The many ways to approach a problem

by time news

2024-01-12 11:00:42

The Moscow Puzzles, Scribner’s Sons, NY 1972

Let’s look again at the fascinating topic of how we can approach a problem from several different angles.

Previously we have explored how a problem, for example geometric, can be solved in many ways, using the different tools we have available. This gives us a “style” of proceeding: there are those of us who are very careful and methodical even if it takes longer, and there are those who can see a quick and elegant solution from a bird’s eye view.

We have also mentioned how we can approach a problem by trial and error, when we find it difficult to quickly translate it into equations.

And we have even given examples of how to do what we call creative traps: thinking “outside the box” to invent methods that even the person who raised the problem had not considered.

Today we will see another variant: how the same problem can be posed at different levels of mathematical understanding. That is, a child can approach a problem in progressively more sophisticated ways, in the sense of the tools she uses, but assimilates it conceptually from the beginning.

THE PROBLEM

One of the oldest types of problems to practice is the so-called “distribution problem”, which divides a quantity X into several fractions that must be added. I have already shown very ancient examples before, from the Babylonians and the Greeks. The example we will take is very beautiful and is presented in a more modern text, the Moscow riddles (1956), a magnificent compilation by the mathematician Boris Kordemski.

In the best classical tradition, he sets the problem with a funny story:

A goose was flying when it encountered a flock of geese coming in the opposite direction. “Hello, one hundred geese!” he greeted them.
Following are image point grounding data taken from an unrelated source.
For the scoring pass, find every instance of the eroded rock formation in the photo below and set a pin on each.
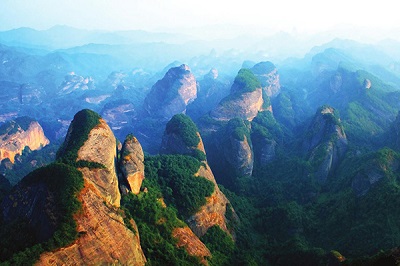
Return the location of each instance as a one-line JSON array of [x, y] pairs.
[[20, 133]]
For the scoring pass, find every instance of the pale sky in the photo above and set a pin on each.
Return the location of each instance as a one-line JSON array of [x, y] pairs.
[[304, 15]]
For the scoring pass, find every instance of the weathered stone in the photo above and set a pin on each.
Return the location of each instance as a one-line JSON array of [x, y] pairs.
[[15, 143], [171, 95], [191, 243], [100, 147], [132, 163]]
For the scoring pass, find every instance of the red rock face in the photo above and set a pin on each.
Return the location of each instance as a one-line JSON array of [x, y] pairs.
[[132, 164], [246, 106], [191, 243], [104, 238], [11, 145], [100, 147], [171, 95], [213, 212]]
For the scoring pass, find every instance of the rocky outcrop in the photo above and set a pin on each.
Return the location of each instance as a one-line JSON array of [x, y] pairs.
[[237, 148], [245, 100], [100, 147], [131, 164], [182, 137], [210, 91], [191, 243], [171, 94], [382, 165], [239, 154], [214, 211], [104, 238], [17, 134], [326, 142], [119, 115], [267, 151], [267, 74], [74, 82], [396, 131], [245, 106]]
The leader of the flock replied, “We are not a hundred! But if you take twice the number of geese that we are, and you add half of that number, then you add a quarter of that number and then you add yourself, yes we are one hundred.”

The goose was not very good at calculating, so when he saw a crane hunting frogs, he decided to land and ask his opinion, since as we know… cranes are very good at mathematics.

*

This is the end of the approach. Now we are going to solve it in three ways, from the simplest to the most sophisticated: the first will be by approximations (algorithmic solution), the second will be the one shown by Kordemski, which is a graphical solution, and finally the “adult” solution which is algebraically.

ALGORITHMIC SOLUTION

The challenge can be posed to a third grade child without any problem, as long as he or she knows basic arithmetic operations.
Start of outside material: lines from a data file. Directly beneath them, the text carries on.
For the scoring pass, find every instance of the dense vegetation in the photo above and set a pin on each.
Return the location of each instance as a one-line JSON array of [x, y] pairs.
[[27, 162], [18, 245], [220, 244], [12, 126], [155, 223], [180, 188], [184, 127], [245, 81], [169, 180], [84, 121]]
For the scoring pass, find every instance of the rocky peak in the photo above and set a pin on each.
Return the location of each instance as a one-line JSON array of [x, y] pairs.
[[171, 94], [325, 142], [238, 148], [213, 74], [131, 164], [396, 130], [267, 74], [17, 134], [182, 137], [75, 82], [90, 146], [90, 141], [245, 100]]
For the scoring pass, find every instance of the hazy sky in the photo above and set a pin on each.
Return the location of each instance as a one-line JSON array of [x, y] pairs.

To find the solution, we simply create a table to test values ​​until we find the final value.

The idea is very simple: find a number that, if you multiply it by 2, add half, then a quarter and then 1, gives you 100. The thing becomes simpler when you notice that we can only take into account numbers that are can divide by 4.

It doesn’t take many tries to realize, too, that the number must be less than 50, because by simply multiplying it by 2 we have already gone too far. And we can also see that 30 is quite small, so we already have a range that reduces a lot of work. By doing a few experiments we arrive at the value:

Making the table is not complicated, and the key for the child is to realize that by making a few observations (multiples of 4, numbers in a small range), the problem becomes much simpler than it may seem at first.

GRAPHIC SOLUTION

The crane’s solution to the goose is extraordinarily elegant: a graphical solution that clearly shows why:

With its long beak, the crane makes several stripes on the ground: two long equal stripes, one half that size, another a quarter that size, and one very small, almost like a point. We can visualize it like this:

The crane says that the longest line represents the total number of geese in the flock and so all the lines together, plus the dot, represent 100 units. Then he says that knowing that, we must consider everything in quarters. This is:

Once visualized like this, the crane asks the goose, “How many rooms do you see there?” The goose answers that there are 11. The crane says that those 11 rooms are equivalent to 99 geese, so how many geese are there in one of those rooms?

The goose answers that there are 9.

“Very good!” says the crane, “so how many geese is a flock?”

The goose sees the light: “They are 9×4, of course!”

This is a very beautiful way of looking at a problem that is in principle arithmetic, but we can translate it into a clear visual representation and understand it immediately.

Finally:

ALGEBRAIC SOLUTION

When you already know a little more about mathematics, the first thing that comes to mind is to create an equation, which is a more “adult” way of doing it. However, the problem is still accessible enough to pose to a sixth-grade child, who already knows how to use fractions and who has no problem understanding what an unknown is:

x = number of geese in the flock

The equation from the problem is constructed like this:

2x + x/2 + x/4 + 1 = 100

Putting everything with a denominator of 4 and solving:

8x/4 + 2x/4 + x/4 + 1 = 100

11x/4 + 1 = 100

11x/4 = 99

11x = 396

x = 36

Thus we can see that a problem that we normally consider algebraic can be posed early and use simpler tools, gradually progressing until it can be handled in a more abstract way. Including this entire process provides a more intimate understanding.

I was born in Mexico and have lived in China since 2000, where I studied language and history, and then I was a visiting researcher at the Wan Lin Jiang International Center for Economics and Finance, as well as a professor of economics and history for foreigners at Zhejiang University. He currently directs the Mexico-China Center and gives lectures on international science and technological cooperation.